Through it all we were told repeatedly by both Jon and Kate that it was all “for the kids.” They were really just splitting up “for the children.” These two adults were choosing divorce because that was supposedly the best solution they could come up with to provide a stable home for the little ones. Tragic. My heart continues to break.

- What about marriage counseling?
- What about trying to find out where the problems lie, then working like crazy for at least a dedicated year away from the cameras to make the marriage succeed?
- What about flat-out declaring that divorce is not an option and turning to God, prayer, scripture, family, and friends for wisdom and insight into how/where everything went so wrong — and finding a solution?
- What about the commitments made to God and to each other?
- What about “for better” or “for worse”? (They burned through the better.

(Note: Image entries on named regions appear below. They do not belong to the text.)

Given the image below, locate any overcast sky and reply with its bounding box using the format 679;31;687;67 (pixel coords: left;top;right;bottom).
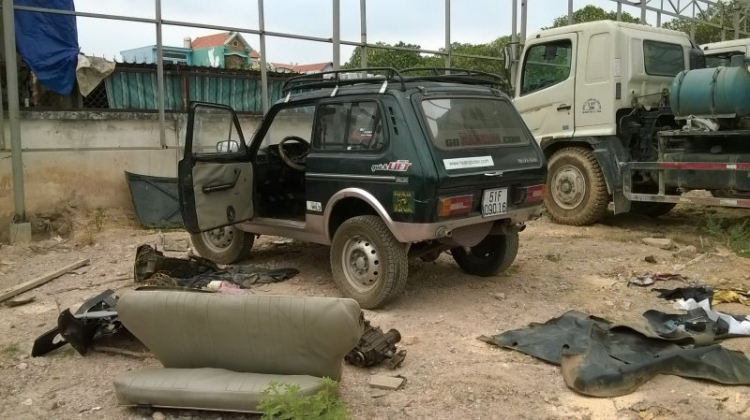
75;0;655;64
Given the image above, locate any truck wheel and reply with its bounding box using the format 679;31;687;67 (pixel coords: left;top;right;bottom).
190;226;255;264
630;201;677;217
451;232;518;277
331;216;409;309
544;147;610;226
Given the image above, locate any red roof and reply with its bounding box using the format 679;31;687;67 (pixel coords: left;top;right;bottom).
190;32;232;49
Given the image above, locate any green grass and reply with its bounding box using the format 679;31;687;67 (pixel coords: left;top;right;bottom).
258;378;349;420
1;343;21;359
704;212;750;258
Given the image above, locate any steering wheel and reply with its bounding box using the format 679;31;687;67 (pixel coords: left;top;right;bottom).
279;136;310;172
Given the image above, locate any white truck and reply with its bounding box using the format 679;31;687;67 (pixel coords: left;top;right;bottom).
506;21;750;225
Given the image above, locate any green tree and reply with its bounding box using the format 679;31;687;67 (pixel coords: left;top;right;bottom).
344;41;424;69
552;5;641;28
662;1;735;44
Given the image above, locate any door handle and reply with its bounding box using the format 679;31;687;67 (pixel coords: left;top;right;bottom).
203;169;242;194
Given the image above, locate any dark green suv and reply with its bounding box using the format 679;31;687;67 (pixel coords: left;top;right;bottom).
179;69;547;309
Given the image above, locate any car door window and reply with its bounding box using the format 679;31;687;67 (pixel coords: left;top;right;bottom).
521;39;573;95
192;105;245;155
314;101;385;151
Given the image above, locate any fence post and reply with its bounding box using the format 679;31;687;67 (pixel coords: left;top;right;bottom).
333;0;341;70
445;0;451;67
359;0;367;69
258;0;268;114
155;0;167;149
3;0;26;226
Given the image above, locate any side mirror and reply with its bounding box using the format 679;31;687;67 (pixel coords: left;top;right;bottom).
503;44;513;70
216;140;240;153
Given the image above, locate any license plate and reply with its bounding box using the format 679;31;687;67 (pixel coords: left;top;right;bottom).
482;188;508;217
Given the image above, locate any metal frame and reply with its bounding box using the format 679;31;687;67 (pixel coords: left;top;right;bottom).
0;0;750;226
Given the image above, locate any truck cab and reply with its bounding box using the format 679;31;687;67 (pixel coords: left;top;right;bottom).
512;21;704;225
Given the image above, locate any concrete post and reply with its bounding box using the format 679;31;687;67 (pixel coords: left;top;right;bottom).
333;0;341;70
154;0;167;149
3;0;31;245
445;0;451;67
258;0;269;114
359;0;367;69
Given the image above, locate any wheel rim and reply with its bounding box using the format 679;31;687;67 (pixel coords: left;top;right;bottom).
201;226;234;252
551;165;586;210
341;235;382;292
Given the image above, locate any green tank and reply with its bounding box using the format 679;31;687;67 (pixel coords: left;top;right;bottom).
669;55;750;118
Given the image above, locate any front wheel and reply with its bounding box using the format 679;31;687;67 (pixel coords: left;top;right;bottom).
331;216;409;309
190;226;255;264
544;147;610;226
451;231;518;277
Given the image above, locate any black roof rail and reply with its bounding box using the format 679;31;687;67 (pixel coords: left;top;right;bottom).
401;67;507;88
281;67;406;94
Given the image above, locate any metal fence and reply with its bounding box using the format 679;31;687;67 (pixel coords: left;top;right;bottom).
0;0;748;221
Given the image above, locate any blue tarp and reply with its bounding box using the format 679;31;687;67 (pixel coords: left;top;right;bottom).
15;0;78;95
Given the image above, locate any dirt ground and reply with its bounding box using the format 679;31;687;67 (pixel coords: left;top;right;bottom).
0;208;750;420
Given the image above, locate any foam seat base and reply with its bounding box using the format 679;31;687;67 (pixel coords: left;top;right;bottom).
114;368;323;413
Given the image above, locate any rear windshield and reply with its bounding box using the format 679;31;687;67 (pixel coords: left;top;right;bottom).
643;41;687;77
422;98;530;150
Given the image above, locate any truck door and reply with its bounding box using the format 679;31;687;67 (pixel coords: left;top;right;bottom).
514;34;577;141
178;103;253;233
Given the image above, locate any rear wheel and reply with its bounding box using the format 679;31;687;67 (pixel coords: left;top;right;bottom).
451;231;518;277
544;147;609;226
190;226;255;264
331;216;409;309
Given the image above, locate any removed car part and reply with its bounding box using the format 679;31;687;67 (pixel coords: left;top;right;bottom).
31;290;122;357
344;321;406;369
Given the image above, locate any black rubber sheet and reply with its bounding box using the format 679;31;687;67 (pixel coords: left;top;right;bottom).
479;311;750;397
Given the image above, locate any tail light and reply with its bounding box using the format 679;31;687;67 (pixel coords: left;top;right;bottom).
438;194;474;217
526;184;547;203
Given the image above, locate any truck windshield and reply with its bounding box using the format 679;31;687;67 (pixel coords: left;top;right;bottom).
643;41;687;77
422;98;530;150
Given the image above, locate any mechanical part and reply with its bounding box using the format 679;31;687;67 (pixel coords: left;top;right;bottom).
544;147;610;226
344;320;406;369
190;226;255;264
451;231;518;277
331;216;409;309
279;136;310;172
31;290;122;357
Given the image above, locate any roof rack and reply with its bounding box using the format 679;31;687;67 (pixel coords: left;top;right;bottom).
281;67;406;94
281;67;507;94
401;67;507;88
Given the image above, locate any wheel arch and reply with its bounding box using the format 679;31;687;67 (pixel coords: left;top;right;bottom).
324;188;393;241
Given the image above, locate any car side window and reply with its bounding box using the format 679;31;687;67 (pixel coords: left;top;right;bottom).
263;104;315;146
313;101;386;151
521;39;573;95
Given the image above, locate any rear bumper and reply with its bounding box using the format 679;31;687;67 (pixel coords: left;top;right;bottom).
389;205;542;243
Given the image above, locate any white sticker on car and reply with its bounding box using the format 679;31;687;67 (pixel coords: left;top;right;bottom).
307;201;323;212
443;156;495;171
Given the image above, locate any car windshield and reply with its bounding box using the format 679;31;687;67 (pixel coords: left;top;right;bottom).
422;98;530;150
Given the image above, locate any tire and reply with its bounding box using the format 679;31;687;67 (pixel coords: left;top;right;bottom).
331;216;409;309
190;226;255;264
544;147;610;226
630;201;677;217
451;232;518;277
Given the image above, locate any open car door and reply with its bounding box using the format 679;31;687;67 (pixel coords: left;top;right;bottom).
178;103;253;233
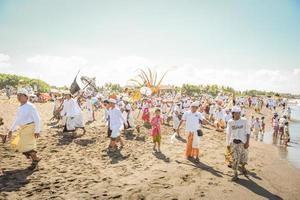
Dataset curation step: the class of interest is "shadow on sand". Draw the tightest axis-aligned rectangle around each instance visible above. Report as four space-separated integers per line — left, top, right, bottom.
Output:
0 169 35 193
235 178 282 200
176 160 225 177
107 149 130 164
152 152 170 163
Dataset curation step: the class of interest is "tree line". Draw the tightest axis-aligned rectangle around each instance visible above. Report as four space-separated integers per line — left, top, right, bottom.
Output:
0 73 51 92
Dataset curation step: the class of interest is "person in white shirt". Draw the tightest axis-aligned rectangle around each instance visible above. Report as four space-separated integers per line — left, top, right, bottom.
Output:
279 115 287 140
178 102 205 162
172 106 181 137
208 103 216 122
108 99 128 150
61 92 86 133
226 106 250 181
225 109 232 127
8 89 41 169
251 117 262 140
161 100 168 124
85 94 95 123
214 107 225 131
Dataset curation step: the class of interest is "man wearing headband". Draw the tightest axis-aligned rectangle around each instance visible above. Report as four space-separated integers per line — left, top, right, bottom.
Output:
8 89 41 169
226 106 250 181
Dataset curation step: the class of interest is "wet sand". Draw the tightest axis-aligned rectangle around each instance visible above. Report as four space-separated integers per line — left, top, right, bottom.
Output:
0 99 300 200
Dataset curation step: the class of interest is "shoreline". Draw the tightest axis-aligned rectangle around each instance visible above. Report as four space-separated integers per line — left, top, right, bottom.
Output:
0 100 300 200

But are only now getting to the worse — i.e., where the rubber meets the road.)
- What about using just a separation for some time to think (and some space), rather than running off to file for divorce?

From watching the show there seems to be some obvious issues.

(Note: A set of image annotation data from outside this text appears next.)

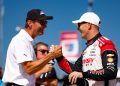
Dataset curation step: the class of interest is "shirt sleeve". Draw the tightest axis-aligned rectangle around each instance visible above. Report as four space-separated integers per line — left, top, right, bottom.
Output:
14 40 33 63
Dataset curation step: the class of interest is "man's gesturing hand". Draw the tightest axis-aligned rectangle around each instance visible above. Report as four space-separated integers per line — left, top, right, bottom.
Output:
50 45 62 58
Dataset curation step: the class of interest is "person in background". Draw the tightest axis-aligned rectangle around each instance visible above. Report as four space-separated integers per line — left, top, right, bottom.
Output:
2 9 62 86
54 12 118 86
34 42 58 86
0 67 4 86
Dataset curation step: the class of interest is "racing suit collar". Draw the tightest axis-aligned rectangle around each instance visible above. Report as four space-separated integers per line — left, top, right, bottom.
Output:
86 32 102 46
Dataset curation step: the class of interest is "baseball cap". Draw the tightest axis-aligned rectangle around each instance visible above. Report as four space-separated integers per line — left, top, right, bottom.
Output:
72 12 100 27
26 9 53 21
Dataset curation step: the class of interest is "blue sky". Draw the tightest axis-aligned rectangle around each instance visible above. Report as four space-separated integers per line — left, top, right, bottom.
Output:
2 0 120 76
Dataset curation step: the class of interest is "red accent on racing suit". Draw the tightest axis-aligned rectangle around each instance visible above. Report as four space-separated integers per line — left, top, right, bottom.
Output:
57 33 118 86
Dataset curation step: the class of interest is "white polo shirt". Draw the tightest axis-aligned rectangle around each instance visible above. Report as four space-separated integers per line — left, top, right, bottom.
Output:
2 29 36 86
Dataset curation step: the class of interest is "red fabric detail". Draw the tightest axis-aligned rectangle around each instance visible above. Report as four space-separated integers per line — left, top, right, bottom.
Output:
58 58 72 73
101 41 117 54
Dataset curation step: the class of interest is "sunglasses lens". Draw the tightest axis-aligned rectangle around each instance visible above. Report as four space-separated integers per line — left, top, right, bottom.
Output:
40 21 47 25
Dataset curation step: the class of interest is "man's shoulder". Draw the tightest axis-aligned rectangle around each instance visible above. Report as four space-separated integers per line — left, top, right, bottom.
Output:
98 36 114 46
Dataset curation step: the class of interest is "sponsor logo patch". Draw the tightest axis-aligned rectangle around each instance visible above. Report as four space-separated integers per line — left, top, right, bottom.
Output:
107 57 113 63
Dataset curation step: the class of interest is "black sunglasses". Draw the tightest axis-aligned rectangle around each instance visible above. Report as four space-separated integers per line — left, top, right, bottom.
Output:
37 49 49 54
39 21 47 26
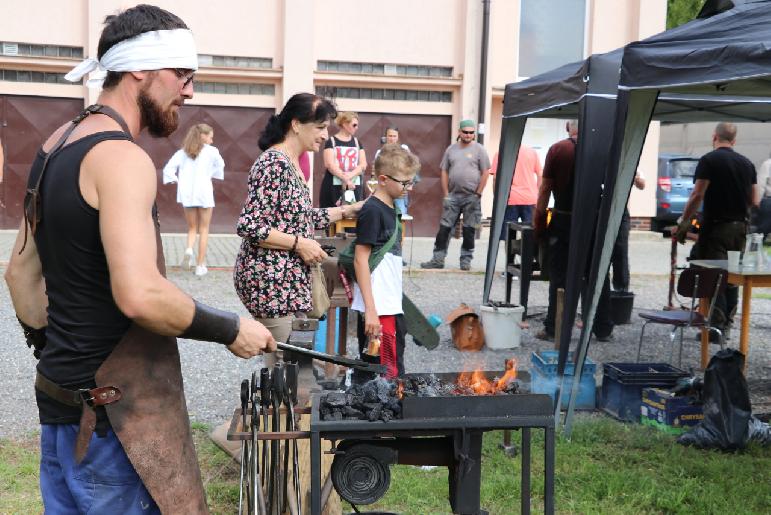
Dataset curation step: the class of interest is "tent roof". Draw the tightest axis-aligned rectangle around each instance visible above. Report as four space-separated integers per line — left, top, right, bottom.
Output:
619 0 771 97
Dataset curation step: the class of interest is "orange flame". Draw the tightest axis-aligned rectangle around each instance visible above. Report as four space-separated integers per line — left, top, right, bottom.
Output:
456 358 517 395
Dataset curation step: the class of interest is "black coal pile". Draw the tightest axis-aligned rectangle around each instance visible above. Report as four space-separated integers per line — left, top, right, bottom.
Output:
320 377 402 422
320 373 519 422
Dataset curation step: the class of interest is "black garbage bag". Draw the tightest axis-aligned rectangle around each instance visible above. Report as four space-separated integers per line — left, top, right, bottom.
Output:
677 349 752 451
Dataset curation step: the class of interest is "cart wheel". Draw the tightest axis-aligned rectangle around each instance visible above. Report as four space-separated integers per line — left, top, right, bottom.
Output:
331 445 391 505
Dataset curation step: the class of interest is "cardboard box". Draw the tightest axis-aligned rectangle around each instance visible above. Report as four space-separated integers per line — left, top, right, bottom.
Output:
640 388 704 434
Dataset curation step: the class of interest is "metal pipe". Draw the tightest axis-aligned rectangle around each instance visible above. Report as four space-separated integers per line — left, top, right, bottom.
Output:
477 0 490 145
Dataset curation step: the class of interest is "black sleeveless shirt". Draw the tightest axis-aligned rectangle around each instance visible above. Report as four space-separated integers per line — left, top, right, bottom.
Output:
29 131 131 424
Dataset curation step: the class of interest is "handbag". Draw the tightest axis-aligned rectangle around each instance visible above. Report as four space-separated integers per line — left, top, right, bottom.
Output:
308 263 330 318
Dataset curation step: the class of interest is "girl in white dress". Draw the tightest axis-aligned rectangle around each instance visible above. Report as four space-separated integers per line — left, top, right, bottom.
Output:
163 123 225 276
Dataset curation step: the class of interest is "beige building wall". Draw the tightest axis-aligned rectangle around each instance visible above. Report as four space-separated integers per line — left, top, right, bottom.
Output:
0 0 666 216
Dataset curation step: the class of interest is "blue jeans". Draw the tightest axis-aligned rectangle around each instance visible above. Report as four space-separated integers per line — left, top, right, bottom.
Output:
40 424 160 515
501 204 535 240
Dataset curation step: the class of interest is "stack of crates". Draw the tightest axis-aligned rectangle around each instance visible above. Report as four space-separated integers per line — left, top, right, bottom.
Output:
530 350 597 409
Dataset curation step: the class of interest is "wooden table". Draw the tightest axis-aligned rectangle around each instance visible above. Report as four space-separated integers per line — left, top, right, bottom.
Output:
690 259 771 370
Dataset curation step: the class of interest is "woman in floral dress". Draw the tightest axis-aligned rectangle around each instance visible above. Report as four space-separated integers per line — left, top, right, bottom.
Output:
234 93 361 342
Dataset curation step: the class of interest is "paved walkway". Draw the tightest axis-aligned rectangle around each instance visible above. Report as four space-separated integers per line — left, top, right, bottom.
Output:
0 229 690 275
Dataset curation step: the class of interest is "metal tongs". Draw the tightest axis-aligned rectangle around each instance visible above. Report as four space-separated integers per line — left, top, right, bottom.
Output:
276 318 386 374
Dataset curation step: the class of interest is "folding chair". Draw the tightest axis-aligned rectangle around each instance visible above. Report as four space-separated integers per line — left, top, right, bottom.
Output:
637 267 728 366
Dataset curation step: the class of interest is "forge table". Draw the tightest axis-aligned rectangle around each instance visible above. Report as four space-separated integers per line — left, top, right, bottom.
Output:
691 259 771 370
310 394 555 515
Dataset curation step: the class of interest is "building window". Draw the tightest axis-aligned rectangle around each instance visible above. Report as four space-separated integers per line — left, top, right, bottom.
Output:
316 86 452 102
198 54 273 68
519 0 586 77
194 81 276 96
0 70 74 85
0 41 83 59
317 61 452 77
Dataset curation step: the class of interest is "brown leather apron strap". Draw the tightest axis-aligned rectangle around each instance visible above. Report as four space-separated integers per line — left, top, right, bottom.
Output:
35 372 122 407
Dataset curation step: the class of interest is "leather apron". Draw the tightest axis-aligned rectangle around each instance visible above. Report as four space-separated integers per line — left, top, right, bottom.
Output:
95 215 208 514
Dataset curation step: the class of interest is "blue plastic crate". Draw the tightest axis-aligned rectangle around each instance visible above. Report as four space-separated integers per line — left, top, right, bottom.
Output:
600 363 690 422
530 368 597 409
530 350 597 377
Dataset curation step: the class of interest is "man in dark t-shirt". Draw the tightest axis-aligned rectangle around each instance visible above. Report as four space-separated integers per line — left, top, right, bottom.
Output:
533 120 613 342
676 122 760 334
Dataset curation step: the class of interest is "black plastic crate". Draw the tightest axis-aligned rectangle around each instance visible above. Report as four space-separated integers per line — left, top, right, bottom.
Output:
600 363 690 422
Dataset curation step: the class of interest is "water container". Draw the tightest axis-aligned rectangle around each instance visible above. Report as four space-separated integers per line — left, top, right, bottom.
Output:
479 304 525 349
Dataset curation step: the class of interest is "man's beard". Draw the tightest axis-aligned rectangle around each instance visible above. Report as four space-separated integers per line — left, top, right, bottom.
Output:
137 89 179 138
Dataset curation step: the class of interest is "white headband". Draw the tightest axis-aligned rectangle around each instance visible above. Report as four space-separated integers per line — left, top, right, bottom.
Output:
64 29 198 86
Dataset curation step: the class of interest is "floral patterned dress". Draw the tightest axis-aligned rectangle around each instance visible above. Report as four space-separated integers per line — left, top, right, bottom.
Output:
233 149 329 318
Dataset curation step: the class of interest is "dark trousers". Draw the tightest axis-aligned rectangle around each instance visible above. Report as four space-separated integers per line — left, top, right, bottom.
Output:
432 193 482 263
610 209 631 291
543 214 613 336
691 222 747 329
501 204 535 240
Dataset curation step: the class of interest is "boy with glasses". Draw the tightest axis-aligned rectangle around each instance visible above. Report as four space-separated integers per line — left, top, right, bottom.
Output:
351 144 420 378
420 120 490 270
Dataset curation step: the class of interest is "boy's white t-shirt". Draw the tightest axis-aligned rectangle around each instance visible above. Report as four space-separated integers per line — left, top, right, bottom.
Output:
351 196 404 316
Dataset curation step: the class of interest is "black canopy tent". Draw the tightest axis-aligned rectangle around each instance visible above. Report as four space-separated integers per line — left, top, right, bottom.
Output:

First, we have the young, impetuous, fun-loving, care-free, passive Jon, who was thrown into a situation he never expected — i.e., being 26-years old/27-years old and having 8 kids! Okay, that’s tough. But now, instead of running, he needs to grow up. He needs to adjust to life as it is— lean on God; be willing to change; accept the fact that letting go of one’s freedom is part of being married and having children. Changing our preconceived ideas of what we THOUGHT our life would be is often NOT fun and NOT what we want — but that doesn’t mean we shouldn’t change our outlook. If Jon remains unwilling to accept Kate’s flaws/weaknesses and stays unwilling to step up the plate for his marriage, it'll cost him his family.

Second, we have the controlling, rather harsh-toned, and disrespectful-to-her-husband Kate who is also in a situation she never expected — i.e., fame, wealth, notoriety, celebrity status, book deals, speaking tours, a glamor make-over, and a bright future promising more of the same. Okay, that’s incredibly enticing, I’ll agree. But there is NOTHING the world can offer that’s better than what God offers if we are obedient and if we seek to live according to the priorities that he has set up: 1. Our relationship with God. 2. Our relationship with our spouse. 3. Our relationship to our kids. 4. Our relationship to our ministry/career. Kate has these priorities, it seems, out of whack. And now it’s costing her God’s best.

Jon & Kate were  given an open highway to life and handed virtually everything on a silver platter: love, health, adorable kids, wealth, fame, influence...and even, so we have been told by Jon and Kate, a relationship with God through Jesus Christ. And they've let it all slip through their fingers, while simultaneously claiming that their ongoing bad choices are being made for the kids, for the kids, for the kids....like a mantra to convince us (and perhaps even themselves) that their divorce isn’t really just FOR THEM.